Lucy. Der Maher-Ansatz ist dabei ein ganzheitlicher: Es gehe um eine
wertorientierte Bildung, erzählt die Ordensschwester weiter. „Damit
wir etwas Besseres von diesen Kindern erhoffen dürfen.“
Die Dokumentation „Schwesternherz“ der österreichischen Filmemacher
Roland Horvath und Carmen Zimmermann begleitet Sr. Lucy Kurien bei
ihrer Arbeit mit den Hilfsbedürftigen und zeigt deren Geschichten und
Schicksale. Auch Sr. Lucy Kurien erzählt in dem Film ihre ganz
persönliche Geschichte: von ihrer Kindheit in einer Großfamilie
voller Liebe und Verbundenheit, die sie geprägt hat; von ihrem
inneren Antrieb, der sie leitet; von ihren Überzeugungen und ihren
Idealen. Entstanden ist ein Film, der Hoffnung, Mut und die positive
Kraft der Ermutigung zeigt.
„Maria Stromberger – Kann man nach Auschwitz noch glauben?“ – Ein
Film von Anita Lackenberger
Maria Strombergers Arbeitsplatz – die SS-Krankenstation – befand sich
in unmittelbarer Nähe zum Krematorium und zur Gaskammer von Auschwitz
I. Sie wurde Zeugin der tagtäglichen brutalen Gewalt und der
menschenverachtenden Behandlung der Häftlinge. Stromberger blieb
jedoch nicht tatenlos und wurde zu einer wichtigen Helferin des
Lagerwiderstandes. Sie trug wesentlich dazu bei, das Wissen über
Auschwitz nach außen zu tragen.
Nach dem Krieg wurde sie von den Alliierten zunächst interniert und
erst nach Interventionen der polnischen Regierung freigelassen. 1947
war sie schließlich eine wichtige Zeugin bei den Auschwitz-Prozessen
in Warschau, besonders mit ihrer Aussage gegen Rudolf Höß, den
KZ-Kommandanten von Auschwitz. Maria Stromberger fühlte sich jedoch
in dieser neuen Nachkriegswelt, in der Welt des Kalten Krieges,
allein gelassen: In Österreich – sie lebte in Vorarlberg – erinnert
man sich nicht mehr gerne an das dunkle Kapitel des
Nationalsozialismus.

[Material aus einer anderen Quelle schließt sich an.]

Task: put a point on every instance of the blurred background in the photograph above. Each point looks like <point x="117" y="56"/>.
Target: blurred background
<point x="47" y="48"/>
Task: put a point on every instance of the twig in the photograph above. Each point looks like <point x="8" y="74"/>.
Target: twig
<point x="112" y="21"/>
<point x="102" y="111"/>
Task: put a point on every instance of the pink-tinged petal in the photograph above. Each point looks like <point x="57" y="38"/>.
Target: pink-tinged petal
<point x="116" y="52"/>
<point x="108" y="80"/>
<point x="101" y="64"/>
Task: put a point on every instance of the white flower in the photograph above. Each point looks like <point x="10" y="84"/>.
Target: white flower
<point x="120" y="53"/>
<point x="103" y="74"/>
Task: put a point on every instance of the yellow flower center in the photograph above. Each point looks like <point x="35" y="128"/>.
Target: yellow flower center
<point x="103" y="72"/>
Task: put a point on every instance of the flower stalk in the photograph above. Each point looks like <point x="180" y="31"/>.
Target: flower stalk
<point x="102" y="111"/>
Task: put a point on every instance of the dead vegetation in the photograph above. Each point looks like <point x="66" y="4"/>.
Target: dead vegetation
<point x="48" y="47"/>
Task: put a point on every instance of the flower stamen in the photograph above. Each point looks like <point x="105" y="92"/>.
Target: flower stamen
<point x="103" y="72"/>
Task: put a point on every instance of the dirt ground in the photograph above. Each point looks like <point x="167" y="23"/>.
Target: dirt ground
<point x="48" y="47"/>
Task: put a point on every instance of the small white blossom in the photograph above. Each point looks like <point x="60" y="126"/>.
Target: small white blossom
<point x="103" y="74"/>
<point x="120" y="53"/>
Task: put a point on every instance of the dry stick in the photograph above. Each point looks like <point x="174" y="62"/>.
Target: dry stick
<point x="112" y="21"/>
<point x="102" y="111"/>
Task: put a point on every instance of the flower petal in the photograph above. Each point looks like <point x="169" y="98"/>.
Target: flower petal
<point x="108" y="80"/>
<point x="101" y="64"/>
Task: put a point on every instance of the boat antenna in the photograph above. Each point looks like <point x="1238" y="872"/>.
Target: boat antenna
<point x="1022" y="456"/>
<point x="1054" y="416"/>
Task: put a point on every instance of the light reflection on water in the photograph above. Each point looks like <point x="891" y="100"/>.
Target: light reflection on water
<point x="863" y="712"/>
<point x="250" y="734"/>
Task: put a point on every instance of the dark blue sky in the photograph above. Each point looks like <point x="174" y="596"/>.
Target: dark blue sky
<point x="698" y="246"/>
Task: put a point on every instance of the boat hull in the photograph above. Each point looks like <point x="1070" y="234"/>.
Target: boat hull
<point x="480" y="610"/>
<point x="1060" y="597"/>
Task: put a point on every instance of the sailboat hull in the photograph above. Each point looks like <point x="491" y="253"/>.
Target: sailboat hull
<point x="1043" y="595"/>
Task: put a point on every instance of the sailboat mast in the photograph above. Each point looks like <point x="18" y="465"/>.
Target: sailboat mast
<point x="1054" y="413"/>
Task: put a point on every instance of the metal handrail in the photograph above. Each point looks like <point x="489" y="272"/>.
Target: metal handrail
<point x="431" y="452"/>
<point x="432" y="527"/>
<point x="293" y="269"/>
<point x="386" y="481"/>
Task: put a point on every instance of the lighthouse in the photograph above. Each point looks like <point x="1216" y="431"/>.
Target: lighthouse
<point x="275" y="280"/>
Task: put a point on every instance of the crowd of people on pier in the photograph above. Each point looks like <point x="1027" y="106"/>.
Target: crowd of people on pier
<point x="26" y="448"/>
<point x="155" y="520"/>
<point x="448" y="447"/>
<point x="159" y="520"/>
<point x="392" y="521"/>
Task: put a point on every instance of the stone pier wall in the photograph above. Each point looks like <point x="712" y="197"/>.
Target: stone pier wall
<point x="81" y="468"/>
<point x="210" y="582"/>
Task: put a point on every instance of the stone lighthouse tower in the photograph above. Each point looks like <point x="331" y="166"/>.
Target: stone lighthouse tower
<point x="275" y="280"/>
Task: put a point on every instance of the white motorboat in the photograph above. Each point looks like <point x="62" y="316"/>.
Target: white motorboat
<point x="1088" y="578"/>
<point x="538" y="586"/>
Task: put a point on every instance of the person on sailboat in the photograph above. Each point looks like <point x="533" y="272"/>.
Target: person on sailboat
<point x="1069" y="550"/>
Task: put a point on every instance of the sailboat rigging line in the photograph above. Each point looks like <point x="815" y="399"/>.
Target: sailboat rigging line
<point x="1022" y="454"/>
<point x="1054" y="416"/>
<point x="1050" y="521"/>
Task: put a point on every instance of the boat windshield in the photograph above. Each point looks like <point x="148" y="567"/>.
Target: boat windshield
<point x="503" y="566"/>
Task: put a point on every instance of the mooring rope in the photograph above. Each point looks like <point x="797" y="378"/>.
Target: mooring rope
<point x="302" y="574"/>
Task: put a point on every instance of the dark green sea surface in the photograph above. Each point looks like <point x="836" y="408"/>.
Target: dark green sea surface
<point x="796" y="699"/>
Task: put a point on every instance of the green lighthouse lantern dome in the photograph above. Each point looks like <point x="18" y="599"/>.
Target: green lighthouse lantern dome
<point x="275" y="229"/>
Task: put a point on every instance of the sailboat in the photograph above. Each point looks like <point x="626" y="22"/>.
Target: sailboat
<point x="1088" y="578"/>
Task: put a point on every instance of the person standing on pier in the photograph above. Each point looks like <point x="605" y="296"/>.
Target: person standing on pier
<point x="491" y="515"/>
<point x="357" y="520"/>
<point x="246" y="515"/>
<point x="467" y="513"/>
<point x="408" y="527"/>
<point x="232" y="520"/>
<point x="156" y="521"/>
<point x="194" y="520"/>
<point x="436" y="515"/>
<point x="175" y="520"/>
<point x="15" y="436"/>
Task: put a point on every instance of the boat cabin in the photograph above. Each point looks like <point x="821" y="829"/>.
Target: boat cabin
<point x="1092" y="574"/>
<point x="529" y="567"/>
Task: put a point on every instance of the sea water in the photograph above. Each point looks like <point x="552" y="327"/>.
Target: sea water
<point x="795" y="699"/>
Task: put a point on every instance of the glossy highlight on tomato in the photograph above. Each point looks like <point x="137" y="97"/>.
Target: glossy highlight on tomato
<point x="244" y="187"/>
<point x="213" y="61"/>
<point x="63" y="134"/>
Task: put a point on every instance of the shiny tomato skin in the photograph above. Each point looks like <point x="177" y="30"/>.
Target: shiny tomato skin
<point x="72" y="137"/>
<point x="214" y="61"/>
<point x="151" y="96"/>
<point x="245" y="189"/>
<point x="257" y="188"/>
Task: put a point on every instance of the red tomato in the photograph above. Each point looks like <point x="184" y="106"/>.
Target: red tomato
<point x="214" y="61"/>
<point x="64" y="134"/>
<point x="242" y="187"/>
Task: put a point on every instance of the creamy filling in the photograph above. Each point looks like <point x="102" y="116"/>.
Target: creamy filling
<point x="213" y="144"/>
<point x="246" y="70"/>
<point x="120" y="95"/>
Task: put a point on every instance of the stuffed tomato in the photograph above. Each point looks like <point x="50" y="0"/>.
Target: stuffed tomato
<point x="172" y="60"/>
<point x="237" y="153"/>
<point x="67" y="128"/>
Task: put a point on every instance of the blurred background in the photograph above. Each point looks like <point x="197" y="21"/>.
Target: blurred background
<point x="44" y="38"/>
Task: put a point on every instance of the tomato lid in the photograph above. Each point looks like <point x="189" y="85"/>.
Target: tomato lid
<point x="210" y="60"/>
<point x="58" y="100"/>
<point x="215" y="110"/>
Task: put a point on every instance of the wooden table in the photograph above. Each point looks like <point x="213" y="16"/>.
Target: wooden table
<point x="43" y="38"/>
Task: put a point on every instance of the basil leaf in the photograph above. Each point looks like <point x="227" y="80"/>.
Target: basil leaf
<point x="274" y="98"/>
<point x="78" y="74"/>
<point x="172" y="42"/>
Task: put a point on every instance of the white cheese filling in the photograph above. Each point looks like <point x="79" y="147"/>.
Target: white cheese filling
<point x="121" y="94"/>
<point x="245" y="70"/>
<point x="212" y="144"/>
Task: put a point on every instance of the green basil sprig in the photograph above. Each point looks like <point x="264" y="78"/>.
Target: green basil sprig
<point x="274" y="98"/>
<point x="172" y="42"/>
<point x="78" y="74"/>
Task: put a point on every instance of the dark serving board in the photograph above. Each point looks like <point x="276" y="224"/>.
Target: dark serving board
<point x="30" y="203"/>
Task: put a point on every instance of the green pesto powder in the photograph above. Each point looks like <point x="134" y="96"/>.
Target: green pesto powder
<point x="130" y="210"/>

Maria Stromberger stirbt 1957, im Alter von 59
Jahren, in Bregenz an einer Herzkrankheit.
Die Dokumentation „Maria Stromberger – Kann man nach Auschwitz noch
glauben?“ von Anita Lackenberger und Gerhard Mader (Produktion West)
führt zu den wichtigsten Stationen im Leben der mutigen
Krankenschwester. Dazu gehören Auschwitz, Kärnten, Vorarlberg und Yad
Vashem in Israel, die Gedenkstätte für die Opfer des Holocaust.
Ausschnitte aus Originalfilmen geben Einblicke in die Verhandlungen
der Auschwitz-Prozesse. Die Doku wirft auch neues Licht auf den
Umgang mit nationalsozialistischen Verbrechen im Österreich der
Nachkriegszeit. Zu Lebzeiten wurde sie vergessen, jetzt erinnert
„kreuz und quer“ an Maria Stromberger.